Lesley Farmer capped seven years as a member of the Educational Psychology, Administration and Counseling Department last fall with the publication of her 20th book, Collaborative Leadership and Support: Working with Administrators and Support Personnel.
“This new book talks about how to foster collaborative leadership between administrators and librarians,” said Farmer, who joined the university in 1999.
“What hasn’t been stressed up to now is what library media teachers can do for administrators. When librarians fight to survive in a Google world, tapping their expertise to further the school community’s mission is a good way to become indispensable. For example, if a grant proposal needs background research, the library media teacher can do that. If an administrator needs a paper on the benefit of instructional design or school reform, a library media teacher can do that. It’s all about what each stakeholder brings to the table. And in light of a shrinking state education budget, this book is especially timely.”

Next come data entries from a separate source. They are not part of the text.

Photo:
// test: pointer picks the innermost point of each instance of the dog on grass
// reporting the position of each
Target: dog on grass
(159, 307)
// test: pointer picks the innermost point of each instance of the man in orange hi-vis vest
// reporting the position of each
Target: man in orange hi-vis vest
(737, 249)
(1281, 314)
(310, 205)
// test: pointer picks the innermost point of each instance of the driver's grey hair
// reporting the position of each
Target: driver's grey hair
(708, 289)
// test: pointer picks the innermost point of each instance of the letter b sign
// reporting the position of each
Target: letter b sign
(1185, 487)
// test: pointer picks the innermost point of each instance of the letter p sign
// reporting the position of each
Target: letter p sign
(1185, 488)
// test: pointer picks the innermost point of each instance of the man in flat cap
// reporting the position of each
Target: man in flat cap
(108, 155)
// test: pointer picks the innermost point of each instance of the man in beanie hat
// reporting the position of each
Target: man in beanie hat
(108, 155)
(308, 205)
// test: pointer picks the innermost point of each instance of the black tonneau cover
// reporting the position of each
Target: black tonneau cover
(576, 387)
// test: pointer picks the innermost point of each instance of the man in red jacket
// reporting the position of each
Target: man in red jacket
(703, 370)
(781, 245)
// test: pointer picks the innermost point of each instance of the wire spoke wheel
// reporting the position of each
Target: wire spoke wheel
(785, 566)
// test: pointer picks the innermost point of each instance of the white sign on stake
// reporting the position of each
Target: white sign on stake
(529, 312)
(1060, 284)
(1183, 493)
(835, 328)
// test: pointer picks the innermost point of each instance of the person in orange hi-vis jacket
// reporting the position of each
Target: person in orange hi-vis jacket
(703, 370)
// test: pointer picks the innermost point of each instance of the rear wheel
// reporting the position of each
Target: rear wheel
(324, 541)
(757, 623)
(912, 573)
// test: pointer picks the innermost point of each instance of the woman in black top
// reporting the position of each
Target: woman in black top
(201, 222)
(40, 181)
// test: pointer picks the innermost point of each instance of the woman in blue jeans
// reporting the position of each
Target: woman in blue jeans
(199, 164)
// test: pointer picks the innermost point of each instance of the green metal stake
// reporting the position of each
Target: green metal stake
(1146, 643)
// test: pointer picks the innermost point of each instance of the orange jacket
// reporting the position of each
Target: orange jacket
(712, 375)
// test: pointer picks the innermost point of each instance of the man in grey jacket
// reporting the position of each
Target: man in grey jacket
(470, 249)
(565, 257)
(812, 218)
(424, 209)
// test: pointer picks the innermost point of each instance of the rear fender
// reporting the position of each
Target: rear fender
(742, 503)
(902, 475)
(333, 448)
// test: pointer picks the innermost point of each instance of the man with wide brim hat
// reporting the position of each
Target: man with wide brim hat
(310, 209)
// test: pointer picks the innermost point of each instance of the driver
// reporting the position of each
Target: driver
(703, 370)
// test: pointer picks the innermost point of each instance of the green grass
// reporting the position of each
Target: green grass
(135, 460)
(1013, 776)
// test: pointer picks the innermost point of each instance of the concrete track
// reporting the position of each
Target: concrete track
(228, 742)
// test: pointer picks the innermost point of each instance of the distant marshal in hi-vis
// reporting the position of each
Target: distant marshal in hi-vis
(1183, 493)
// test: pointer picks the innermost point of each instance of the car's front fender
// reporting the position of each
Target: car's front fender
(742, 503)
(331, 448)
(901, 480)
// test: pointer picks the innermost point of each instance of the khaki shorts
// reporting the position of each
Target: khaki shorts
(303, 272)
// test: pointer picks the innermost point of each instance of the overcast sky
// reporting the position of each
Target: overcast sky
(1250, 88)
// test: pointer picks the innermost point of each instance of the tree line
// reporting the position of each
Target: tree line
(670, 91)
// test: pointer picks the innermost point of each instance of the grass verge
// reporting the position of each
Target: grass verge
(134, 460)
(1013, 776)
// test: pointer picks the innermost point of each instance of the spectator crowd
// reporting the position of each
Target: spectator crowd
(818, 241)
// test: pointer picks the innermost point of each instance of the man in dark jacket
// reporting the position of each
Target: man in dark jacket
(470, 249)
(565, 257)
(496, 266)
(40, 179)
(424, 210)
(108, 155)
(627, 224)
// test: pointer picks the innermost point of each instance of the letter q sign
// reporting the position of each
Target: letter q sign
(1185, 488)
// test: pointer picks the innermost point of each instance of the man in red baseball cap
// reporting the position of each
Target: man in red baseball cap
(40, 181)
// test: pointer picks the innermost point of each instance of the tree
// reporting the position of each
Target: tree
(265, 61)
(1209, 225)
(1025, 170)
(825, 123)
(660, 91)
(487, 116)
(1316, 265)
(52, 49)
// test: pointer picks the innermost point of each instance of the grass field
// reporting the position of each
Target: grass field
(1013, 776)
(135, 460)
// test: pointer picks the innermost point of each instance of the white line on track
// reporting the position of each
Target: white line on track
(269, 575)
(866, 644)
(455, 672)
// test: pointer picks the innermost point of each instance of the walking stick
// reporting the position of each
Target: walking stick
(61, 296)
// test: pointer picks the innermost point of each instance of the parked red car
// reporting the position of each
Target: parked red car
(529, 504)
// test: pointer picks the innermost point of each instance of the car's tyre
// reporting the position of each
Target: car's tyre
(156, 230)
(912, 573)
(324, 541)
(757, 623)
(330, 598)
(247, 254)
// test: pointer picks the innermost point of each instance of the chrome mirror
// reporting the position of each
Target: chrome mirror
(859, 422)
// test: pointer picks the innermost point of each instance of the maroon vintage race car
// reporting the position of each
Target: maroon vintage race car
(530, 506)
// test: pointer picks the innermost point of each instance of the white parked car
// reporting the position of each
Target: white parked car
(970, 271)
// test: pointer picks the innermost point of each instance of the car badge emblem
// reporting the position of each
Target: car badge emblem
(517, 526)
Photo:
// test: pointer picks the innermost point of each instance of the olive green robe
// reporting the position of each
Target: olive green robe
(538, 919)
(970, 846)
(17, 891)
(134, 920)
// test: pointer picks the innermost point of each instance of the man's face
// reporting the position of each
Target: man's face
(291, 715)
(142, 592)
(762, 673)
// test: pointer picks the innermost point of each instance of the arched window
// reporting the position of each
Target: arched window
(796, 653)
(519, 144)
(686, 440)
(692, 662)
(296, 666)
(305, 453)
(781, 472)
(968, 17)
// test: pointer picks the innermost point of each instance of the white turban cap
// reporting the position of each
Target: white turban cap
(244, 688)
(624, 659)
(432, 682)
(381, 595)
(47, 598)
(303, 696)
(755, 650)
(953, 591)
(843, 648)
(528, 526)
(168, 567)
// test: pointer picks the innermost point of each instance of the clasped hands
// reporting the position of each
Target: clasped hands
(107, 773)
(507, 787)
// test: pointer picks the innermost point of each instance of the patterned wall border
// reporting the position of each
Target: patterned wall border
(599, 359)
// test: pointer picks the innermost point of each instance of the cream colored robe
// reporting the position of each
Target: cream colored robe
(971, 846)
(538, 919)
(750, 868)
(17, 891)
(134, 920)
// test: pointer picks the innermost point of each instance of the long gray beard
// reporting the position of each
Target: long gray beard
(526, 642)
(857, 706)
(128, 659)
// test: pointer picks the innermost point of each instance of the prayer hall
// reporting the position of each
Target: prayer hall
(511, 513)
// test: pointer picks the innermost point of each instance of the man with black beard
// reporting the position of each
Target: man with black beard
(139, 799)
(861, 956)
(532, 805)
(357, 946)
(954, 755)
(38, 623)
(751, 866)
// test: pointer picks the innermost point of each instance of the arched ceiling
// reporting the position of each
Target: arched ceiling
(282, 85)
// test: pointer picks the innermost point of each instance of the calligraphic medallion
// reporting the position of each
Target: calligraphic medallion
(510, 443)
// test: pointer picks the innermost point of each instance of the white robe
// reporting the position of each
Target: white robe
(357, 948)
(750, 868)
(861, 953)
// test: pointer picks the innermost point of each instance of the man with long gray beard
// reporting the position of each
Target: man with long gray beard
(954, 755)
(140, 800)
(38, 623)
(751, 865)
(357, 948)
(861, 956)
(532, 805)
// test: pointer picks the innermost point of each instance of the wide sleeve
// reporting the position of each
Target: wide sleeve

Farmer is the author of such titles as Technology-Infused Instruction for the Educational Community: A Guide for School Library Specialists; Student Success and Library Media Programs: A Systems Approach to Research and Best Practice; Digital Inclusion, Teens, and Your Library: Exploring the Issues and Acting on Them; and How to Conduct Action Research: A Guide for Library Media Specialists. Other titles include Teaming with Opportunity: Media Programs, Community Constituencies, and Technology and Collaborative Learning Activities in the Library Media Center.
In 2005, she was awarded the Gold Disk Award from Computer-Using Educators, and was invited to teach library science courses at the University of Hong Kong. She earned her B.A. in English from Whitman College and her master’s in library science from the University of North Carolina at Chapel Hill. She served a stint in the Peace Corps where she worked in Tunisia. She received her doctorate from Temple University in Philadelphia in 1981 and later joined Virginia Commonwealth University before serving as K-12 library director and adjunct faculty at San Jose State.
In her new book, Farmer urges greater cooperation between librarians and their administrative and service support staff counterparts.
“If we work together, we can exert more leverage on the many issues that face us in the 21st century,” she said. “Test scores won’t improve if schools do not pay attention to the whole student, and that includes what library media teachers have to offer.”